An experiment is in this terminology an application the is executed with different parameters with different amounts of resources in order to gain a deeper insight in the application characteristics and scaling behavior.
The file experiment.yaml
is used to specify on more experiments to be executed on an HPC system.
As the name suggests, this yaml file specifies an experiment. Supported HPC batch system resource manager is vTorque, thus also Torque.
Expected structure for an experiment.yaml
file:
experiment:
name: <workload name> [mandatory]
generator: <name of the workload generator> [mandatory] hpc-workload-gen | ...
params:
job_script: <name> [mandatory]
experiment_dir: <path> [mandatory] -> contains job_script and inout data
qsub_args: <string> [optional]
vTorque:
img: <name of guest image to use>
distro: <debian|rethat|osv>
ram: <count>
vcpus: <count>
vms_per_node: <count>
metadata: <path>
disk: <path>
arch: <x86_64>
vcpu_pinning: <true|false|pinning_file>
vm_prologue: <path>
vm_epilogue: <path>
vrdma: <true|false>
iocm: <true|false>
iocm_min_cores: <count>
iocm_max_cores: <count>
fstype: <ramdisk|sharedfs>
Create an experiment directory where you place your job script and the application binaries and other file related to the experiment you want to run.
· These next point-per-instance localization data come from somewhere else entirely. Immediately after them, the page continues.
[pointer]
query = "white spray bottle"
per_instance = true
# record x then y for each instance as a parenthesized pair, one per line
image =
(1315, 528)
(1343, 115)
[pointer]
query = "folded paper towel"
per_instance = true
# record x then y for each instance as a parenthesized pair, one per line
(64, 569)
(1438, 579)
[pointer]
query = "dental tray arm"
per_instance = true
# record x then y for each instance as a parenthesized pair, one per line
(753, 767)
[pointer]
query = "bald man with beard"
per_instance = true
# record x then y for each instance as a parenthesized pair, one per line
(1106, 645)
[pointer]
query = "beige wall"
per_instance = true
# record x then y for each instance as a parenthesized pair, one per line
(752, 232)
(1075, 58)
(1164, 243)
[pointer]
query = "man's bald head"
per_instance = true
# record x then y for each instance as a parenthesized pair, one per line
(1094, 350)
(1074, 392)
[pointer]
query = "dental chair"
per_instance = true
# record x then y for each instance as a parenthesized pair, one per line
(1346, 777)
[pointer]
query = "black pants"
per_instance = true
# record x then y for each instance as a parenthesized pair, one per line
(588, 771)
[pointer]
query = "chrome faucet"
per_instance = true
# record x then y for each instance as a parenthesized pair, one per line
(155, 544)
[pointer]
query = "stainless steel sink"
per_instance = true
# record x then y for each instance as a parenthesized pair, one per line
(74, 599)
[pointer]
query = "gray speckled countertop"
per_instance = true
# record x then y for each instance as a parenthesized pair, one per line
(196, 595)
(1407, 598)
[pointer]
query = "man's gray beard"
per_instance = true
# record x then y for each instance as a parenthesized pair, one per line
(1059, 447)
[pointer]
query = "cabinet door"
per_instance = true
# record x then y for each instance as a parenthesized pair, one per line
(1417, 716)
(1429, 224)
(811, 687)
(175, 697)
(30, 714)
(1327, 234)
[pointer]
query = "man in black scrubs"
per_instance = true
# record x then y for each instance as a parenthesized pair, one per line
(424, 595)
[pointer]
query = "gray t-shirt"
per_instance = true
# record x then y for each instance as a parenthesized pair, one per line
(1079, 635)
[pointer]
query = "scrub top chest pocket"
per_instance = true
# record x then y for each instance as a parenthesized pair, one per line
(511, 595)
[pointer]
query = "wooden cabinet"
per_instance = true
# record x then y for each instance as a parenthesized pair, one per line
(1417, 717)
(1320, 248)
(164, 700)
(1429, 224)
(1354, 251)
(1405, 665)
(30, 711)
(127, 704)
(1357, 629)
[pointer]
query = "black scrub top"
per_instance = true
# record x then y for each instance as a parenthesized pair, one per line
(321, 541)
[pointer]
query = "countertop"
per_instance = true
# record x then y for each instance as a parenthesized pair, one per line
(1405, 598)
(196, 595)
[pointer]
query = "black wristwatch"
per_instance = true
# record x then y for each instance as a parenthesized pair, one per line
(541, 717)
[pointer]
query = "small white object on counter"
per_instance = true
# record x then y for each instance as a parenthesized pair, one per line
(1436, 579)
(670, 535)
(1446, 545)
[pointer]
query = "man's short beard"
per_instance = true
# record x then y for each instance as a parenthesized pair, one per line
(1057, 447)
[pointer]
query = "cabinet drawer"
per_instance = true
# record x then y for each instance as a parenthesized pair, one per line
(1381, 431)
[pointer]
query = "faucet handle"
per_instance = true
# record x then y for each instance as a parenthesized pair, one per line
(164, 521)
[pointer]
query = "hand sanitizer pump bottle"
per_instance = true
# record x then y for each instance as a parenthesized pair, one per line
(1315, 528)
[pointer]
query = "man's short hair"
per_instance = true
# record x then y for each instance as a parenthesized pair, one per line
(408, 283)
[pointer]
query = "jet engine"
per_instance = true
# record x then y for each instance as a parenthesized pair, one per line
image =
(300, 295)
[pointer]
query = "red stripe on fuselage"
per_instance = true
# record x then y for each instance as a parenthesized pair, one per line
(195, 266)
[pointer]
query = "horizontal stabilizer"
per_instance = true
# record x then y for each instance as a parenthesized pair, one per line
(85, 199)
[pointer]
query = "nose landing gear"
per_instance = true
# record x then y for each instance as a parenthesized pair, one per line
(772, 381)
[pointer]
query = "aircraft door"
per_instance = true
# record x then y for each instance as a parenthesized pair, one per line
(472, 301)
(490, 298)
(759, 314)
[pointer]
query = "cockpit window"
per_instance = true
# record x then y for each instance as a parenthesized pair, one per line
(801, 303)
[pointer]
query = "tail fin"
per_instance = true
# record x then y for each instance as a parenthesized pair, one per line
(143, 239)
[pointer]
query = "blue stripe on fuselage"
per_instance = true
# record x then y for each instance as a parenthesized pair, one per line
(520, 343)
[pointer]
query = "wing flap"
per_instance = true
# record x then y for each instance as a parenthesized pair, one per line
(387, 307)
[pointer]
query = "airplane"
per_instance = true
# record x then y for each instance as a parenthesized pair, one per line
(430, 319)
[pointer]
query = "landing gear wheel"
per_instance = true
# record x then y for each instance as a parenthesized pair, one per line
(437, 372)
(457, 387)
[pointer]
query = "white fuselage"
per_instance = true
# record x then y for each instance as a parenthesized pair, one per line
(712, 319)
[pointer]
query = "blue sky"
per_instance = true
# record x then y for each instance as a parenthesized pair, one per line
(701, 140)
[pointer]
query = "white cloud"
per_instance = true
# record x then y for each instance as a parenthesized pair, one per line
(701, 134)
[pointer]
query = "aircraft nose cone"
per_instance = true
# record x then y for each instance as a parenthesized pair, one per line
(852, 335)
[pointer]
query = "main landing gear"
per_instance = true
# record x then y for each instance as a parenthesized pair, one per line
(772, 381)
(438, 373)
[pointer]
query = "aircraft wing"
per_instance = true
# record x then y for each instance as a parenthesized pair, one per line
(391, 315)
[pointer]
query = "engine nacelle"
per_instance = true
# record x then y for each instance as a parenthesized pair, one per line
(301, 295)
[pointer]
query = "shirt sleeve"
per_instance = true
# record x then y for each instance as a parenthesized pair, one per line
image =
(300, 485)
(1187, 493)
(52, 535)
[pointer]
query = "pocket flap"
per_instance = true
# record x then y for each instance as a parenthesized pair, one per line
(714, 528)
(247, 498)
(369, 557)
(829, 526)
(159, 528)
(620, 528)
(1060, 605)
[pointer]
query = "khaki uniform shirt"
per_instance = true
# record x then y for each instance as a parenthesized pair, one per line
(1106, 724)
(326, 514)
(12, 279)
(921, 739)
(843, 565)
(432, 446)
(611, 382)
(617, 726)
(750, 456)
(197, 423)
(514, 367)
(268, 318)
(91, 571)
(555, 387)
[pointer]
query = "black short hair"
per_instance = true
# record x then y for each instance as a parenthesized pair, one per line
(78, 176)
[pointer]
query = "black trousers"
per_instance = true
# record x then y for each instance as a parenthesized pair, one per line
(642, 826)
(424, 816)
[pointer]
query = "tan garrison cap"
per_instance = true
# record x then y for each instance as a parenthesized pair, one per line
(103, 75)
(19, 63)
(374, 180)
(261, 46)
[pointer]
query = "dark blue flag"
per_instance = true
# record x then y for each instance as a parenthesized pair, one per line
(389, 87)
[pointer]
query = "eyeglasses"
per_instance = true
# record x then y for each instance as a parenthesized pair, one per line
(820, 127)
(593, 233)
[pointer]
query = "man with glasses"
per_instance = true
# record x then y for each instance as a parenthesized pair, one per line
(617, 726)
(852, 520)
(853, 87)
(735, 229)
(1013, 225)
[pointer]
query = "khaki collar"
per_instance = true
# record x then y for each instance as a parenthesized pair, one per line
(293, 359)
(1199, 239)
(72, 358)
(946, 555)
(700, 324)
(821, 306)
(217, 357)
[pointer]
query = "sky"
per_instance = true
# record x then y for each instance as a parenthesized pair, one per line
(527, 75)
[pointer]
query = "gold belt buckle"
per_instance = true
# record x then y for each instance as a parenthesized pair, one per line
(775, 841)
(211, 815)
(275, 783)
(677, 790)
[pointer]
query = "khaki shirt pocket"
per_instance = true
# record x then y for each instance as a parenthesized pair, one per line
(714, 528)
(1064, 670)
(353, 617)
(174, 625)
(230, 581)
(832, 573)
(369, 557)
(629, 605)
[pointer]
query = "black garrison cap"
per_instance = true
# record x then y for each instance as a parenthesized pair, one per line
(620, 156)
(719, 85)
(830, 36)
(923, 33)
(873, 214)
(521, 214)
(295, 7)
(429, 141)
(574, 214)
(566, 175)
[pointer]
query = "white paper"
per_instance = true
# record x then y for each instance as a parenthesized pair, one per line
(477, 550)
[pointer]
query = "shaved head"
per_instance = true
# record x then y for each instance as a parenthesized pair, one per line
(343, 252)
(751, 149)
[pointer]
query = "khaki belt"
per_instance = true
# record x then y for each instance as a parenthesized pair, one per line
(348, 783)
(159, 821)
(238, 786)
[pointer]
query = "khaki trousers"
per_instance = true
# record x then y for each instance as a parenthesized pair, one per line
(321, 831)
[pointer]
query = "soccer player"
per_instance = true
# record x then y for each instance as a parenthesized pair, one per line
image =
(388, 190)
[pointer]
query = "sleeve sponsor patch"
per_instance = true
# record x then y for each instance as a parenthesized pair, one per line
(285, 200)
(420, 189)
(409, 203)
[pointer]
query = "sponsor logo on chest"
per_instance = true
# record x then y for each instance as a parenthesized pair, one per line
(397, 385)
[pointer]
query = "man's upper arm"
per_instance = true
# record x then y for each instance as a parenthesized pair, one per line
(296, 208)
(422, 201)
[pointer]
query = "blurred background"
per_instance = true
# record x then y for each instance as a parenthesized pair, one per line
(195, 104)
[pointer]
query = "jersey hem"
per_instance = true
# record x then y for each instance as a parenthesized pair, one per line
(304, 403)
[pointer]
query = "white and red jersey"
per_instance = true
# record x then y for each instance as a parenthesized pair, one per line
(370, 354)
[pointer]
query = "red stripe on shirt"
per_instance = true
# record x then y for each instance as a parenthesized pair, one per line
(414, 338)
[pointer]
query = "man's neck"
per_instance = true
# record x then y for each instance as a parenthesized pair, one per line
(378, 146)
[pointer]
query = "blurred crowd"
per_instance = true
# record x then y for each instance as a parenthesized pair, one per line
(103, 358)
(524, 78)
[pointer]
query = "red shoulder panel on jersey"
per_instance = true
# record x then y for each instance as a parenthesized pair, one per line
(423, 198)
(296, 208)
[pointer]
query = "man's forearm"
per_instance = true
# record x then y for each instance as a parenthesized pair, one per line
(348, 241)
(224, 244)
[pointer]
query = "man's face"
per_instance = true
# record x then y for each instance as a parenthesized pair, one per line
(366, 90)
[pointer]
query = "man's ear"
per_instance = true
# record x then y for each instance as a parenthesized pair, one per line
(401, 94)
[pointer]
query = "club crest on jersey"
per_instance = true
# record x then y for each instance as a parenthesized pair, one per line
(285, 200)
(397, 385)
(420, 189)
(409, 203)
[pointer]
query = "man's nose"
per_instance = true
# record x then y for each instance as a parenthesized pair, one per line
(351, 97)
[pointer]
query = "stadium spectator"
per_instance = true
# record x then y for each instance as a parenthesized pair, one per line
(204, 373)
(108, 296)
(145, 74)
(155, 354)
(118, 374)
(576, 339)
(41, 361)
Then create the experiment configuration file, for example called experiment.yaml
- experiment:
name: hpc-workload-gen
generator: hpc-workload-gen
params:
job_script: experiment01/job_script.sh
experiment_dir: experiment01
qsub_args: "-l nodes=2:ppn=16"
- experiment:
name: hpc-workload-gen
generator: hpc-workload-gen
params:
job_script: experiment01/job_script.sh
experiment_dir: experiment01
qsub_args: "-l nodes=4:ppn=16"
- experiment:
...
Your experiments directory structure may look similar to this.
.
├── experiment01/
│ ├── data/
│ ├── bin/
│ └── job_script.sh
└── experiment.yaml